Muchos de estos huevos luminosos tenían manchas negras: huecos enormes bajo la parte media. Otros no las tenían. La Gorda me había dicho que la reproducción afecta a los cuerpos, lo mismo de mujeres que de hombres, provocándoles un agujero bajo el estómago; empero, las manchas de esos seres luminosos no parecían agujeros. Eran áreas sin luminosidad, pero en ellas no había profundidad. Los que tenían las manchas parecían ser apacibles, o estar cansados; la cresta de su forma de huevo se hallaba ajada, se veía opaca en comparación con el resto del brillo. Por otra parte, los que no tenían manchas eran cegadoramente brillantes. Los imaginaba peligrosos. Se veían vibrantes, llenos de energía y blancura.

La Gorda dijo que en el instante que apoyé mi cabeza sobre la suya, ella también entró en un estado que parecía ensoñar. Estaba despierta, pero no se podía mover. Se hallaba consciente de que había gente apilándose en torno a nosotros. Entonces los vio convirtiéndose en burbujas luminosas y finalmente en criaturas con forma de huevo. Ella ignoraba que yo también estaba viendo. En un principio pensó que yo simplemente la estaba cuidando, pero después la impresión de mi cabeza fue tan pesada que con toda claridad concluyó que yo también tenía que estar ensoñando. Por mi parte, sólo hasta después que me incorporé y descubrí al tipo acariciándola, porque ella parecía dormir, tuve idea de lo que pudiera estar ocurriéndole.

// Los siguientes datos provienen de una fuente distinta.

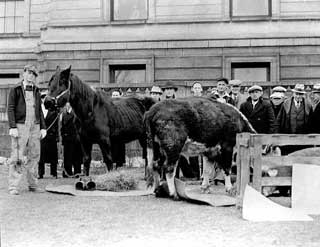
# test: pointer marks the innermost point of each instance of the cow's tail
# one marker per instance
(148, 102)
(149, 140)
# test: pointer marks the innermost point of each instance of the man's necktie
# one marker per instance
(28, 88)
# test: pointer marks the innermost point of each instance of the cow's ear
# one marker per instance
(65, 74)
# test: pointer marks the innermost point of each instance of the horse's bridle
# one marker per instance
(63, 93)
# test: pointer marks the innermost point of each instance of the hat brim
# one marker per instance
(297, 91)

Nuestras visiones diferían en cuanto que ella podía distinguir a los hombres de las mujeres por la forma de unos filamentos que ella llamó "raíces". Las mujeres, dijo, tenían espesos montones de filamentos que semejaban la cola de un león; éstos crecían hacia adentro a partir de los genitales. Explicó que esas raíces eran las donadoras de vida. El embrión, para poder efectuar su crecimiento, se adhiere a una de estas raíces nutritivas y después la consume por completo, dejando sólo un agujero. Los hombres, por otra parte, tenían filamentos cortos que estaban vivos y flotaban casi separados de la masa luminosa de sus cuerpos.